Results 1 to 8 of 8
  1. #1
    ironfelix717 is offline Competent Performer
    Windows 10 Access 2016
    Join Date
    Oct 2018
    Posts
    150

    Design advice for record versioning

    Hi,

    My current schema in my application uses record versioning. Every element of the system may have multiple versions associated with it's element ID. The reason for this schema is
    because the DB will be time conscious... If i re-open a quote from 5 months ago, I would like to see it exactly as it was 5 months ago...

    When an element is being created for the first time, its version is set to 1. When an element is being updated, a new record is inserted into the table with the max version plus 1.

    Problems with this Schema:

    *note: this is an entirely unbound application

    1.) The growth rate of the system just exponentially increased.

    2.) The development time has increased greatly (must always query for max version to get latest data)

    3.) The cost to query mass amount of records simply to retrieve the latest data can great.

    4.) Where one thing is versioned, everything must be versioned... A versioned schema only makes sense when almost every orphan is versioned. This goes back to exponential growth.
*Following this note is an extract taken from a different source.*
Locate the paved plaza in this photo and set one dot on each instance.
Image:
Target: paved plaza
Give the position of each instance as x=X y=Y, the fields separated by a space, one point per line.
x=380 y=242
    The only two solutions I can think of are:


    1.) Manage redundant saves (do not write new version if no changes are present)



    2.) Create a History Table for each master table. When a new version is created, transfer previous to history table - this way when needing to query all the current versions, there's far less data.

    3.) Re-think about how and when versions are needed. For example:

    The current methodology is: *note: put in forum quotes only for formatting purpose

    Lets say I have a quote. I add a customer ID to the quote. This pulls all of the customer info into the quote.

    When the quote is saved (which is also versioned) it saves the customer ID and version of that customer ID.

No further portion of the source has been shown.